Friday, May 29, 2015

Do chimpanzees have habeas corpus rights?

Chimpanzee Rights Get a Day in Court | WIRED - Brandon Keim:

May 27, 2015 - "More than a year after the starting fight for legal personhood for the research chimpanzees Hercules and Leo, the apes and their lawyers got their day in court. At a hearing in Manhattan on Wednesday, a judge heard arguments in the landmark lawsuit against Stony Brook University, with a decision expected later this summer. At stake: the question of whether only human beings deserve ... rights.

"A decision could set a precedent for challenging, under human law, the captivity of other chimpanzees — and perhaps other species. It’s a radical notion, and many legal experts doubted whether the lawsuit, one of several filed late in 2013 by the Nonhuman Rights Project, would ever reach court.

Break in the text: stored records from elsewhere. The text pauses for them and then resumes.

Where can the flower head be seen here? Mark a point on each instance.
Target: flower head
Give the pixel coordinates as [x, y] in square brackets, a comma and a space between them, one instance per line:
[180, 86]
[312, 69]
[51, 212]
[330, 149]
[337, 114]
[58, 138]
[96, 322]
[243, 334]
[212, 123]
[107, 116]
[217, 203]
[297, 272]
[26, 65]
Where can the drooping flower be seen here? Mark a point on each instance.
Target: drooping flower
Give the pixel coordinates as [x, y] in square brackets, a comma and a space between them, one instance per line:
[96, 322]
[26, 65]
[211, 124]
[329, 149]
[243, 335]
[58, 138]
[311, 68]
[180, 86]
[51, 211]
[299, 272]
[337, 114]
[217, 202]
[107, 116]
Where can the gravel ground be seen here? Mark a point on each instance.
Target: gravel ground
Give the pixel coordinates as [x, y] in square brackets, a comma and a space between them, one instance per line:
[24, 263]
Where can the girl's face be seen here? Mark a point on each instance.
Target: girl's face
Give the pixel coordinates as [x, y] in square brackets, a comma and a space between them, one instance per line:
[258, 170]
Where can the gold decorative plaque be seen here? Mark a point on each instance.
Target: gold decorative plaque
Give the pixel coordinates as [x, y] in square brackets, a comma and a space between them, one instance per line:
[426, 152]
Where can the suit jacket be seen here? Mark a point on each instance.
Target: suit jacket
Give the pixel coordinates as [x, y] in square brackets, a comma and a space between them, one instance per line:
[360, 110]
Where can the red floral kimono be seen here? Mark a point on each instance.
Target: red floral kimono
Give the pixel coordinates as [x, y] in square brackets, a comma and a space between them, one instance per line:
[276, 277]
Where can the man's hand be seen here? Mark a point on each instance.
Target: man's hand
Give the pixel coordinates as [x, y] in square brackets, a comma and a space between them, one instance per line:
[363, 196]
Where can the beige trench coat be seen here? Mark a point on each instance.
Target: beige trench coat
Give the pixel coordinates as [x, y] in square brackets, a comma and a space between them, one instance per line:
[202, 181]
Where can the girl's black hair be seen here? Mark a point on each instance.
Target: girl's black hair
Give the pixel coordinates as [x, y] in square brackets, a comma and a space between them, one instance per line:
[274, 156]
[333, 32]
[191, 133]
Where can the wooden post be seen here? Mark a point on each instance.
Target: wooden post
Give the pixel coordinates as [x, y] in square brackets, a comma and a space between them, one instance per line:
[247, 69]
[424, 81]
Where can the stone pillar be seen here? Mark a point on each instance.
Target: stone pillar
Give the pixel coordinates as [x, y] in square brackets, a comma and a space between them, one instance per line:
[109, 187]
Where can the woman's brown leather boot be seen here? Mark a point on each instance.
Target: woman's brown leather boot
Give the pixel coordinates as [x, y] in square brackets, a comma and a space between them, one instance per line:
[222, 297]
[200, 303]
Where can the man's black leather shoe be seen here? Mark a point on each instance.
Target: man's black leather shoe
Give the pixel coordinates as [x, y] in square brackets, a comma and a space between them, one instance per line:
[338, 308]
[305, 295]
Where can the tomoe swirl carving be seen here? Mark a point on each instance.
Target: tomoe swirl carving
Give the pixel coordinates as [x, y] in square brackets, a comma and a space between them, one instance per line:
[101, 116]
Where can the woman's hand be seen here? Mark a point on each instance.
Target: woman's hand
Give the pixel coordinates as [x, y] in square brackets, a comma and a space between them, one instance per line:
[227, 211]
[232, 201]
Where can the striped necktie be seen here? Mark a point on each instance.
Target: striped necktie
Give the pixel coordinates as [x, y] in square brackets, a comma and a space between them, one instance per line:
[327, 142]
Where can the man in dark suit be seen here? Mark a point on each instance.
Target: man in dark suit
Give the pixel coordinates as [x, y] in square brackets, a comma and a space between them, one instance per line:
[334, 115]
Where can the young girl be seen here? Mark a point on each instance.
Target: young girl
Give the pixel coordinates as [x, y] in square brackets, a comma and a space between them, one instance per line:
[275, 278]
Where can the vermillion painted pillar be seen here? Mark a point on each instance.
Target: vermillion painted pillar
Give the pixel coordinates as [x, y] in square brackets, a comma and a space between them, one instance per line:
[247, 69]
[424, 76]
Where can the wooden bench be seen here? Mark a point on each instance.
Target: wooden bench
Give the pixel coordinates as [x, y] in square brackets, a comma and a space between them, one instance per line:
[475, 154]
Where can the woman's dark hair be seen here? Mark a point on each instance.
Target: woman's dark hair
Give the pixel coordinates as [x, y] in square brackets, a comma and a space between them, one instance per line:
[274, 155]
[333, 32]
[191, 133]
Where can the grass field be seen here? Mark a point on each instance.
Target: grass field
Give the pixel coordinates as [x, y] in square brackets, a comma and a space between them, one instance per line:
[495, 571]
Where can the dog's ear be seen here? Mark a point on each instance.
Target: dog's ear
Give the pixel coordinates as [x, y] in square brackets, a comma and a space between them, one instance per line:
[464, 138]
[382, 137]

"But Justice Barbara Jaffe decided to consider the arguments. 'The law evolves according to new discoveries and social mores,' she said while presiding over the hearing. 'Isn’t it incumbent on judiciaries to at least consider whether a class of beings may be granted a right?'

"Jaffe posed that question to New York assistant attorney general Christopher Coulston, who represented the university, where the two chimps are housed. Coulston had argued that Jaffe was bound by the previous decisions of two appellate courts, which had ruled that other Nonhuman Rights Project chimps didn’t qualify for habeas corpus, the legal principle that protects people from illegal imprisonment.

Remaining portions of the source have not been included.